Он шагнул ко мне со слабой невеселой улыбкой, протягивая руку:
– Счастливо доплыть, кукленок. Не робей. Выпей за мое здоровье, ладно?
Это были его последние слова. По-прежнему дергая плечом, он пожал мне руку, и этот обыкновенный прощальный жест превратился в такое изъявление одиночества, обнаженной тоски, печальнее которого я, кажется, не видел.
Ибо, как тот исчезнувший мальчик из дальних детских воспоминаний – лицо его забылось, имя тоже, – богатый соседский мальчик, то ли больной, то ли урод, то ли калека, а может быть, и то, и другое, и третье, – об этом мне рассказано было много лет спустя, – когда родители спросили его однажды, куда, почему, каким чудом так быстро исчезают все его медные и никелевые монетки, с плачем признался, что все они, все до единой, ушли не на конфеты, не на игрушки и мороженое, а на плату другим детям, чтобы с ним водились, – пять центов за час, двадцать за вечер, горсть за целый летний день; как у того исчезнувшего мальчика, жест Мейсона был жестом оплаты и найма, проникнутым мукой бездружества.
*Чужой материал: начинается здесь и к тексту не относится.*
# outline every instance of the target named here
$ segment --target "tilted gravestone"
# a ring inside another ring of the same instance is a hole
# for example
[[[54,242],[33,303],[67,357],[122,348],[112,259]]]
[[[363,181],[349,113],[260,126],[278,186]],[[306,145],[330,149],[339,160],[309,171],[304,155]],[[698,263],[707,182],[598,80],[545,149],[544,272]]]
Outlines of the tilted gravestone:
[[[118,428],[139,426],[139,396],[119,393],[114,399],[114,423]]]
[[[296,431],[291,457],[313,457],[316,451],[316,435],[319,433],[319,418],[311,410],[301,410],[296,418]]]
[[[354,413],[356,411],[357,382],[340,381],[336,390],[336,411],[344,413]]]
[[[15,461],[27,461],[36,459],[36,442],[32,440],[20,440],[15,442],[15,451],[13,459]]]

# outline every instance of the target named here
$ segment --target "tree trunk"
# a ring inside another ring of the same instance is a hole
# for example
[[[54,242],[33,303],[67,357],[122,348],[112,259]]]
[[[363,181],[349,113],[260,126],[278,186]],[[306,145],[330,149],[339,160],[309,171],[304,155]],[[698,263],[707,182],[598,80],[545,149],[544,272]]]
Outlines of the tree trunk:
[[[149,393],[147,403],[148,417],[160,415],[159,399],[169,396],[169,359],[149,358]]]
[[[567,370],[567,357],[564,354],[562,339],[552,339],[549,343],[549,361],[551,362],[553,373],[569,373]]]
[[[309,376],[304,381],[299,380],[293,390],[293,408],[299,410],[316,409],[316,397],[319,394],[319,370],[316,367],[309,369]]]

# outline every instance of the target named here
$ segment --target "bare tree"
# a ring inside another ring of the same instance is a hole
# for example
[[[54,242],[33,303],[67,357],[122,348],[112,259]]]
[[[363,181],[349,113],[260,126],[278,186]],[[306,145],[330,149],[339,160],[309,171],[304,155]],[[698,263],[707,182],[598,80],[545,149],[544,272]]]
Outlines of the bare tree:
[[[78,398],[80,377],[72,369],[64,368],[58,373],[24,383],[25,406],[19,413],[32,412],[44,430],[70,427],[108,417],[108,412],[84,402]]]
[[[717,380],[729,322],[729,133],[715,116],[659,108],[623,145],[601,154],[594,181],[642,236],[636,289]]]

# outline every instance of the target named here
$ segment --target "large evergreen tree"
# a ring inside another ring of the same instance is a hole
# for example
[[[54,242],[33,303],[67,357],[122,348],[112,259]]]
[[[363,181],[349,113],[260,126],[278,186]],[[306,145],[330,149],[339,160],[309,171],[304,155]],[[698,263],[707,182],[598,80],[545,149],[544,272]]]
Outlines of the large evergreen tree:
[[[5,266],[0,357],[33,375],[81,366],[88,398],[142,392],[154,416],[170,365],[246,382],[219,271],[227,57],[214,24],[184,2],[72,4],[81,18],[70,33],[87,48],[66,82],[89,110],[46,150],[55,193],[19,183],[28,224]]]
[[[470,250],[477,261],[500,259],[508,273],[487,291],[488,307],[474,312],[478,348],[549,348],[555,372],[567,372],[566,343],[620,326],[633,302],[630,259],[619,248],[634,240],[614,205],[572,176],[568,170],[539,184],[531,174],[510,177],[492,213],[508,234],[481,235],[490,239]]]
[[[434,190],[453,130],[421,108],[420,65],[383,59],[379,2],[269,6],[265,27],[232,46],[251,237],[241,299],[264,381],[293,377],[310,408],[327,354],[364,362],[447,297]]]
Прежде чем я успел сказать хоть слово и по-настоящему сообразить, что он мне дал, он исчез, растворился в толпе провожавших, оставив меня с комком французских денег в кулаке, добытых невесть откуда, сплошь тысячефранковых бумажек, которых хватило бы на золотые швейцарские часы – если бы они мне были нужны, – или на твидовый костюм, или на бутылки коньяку без счета.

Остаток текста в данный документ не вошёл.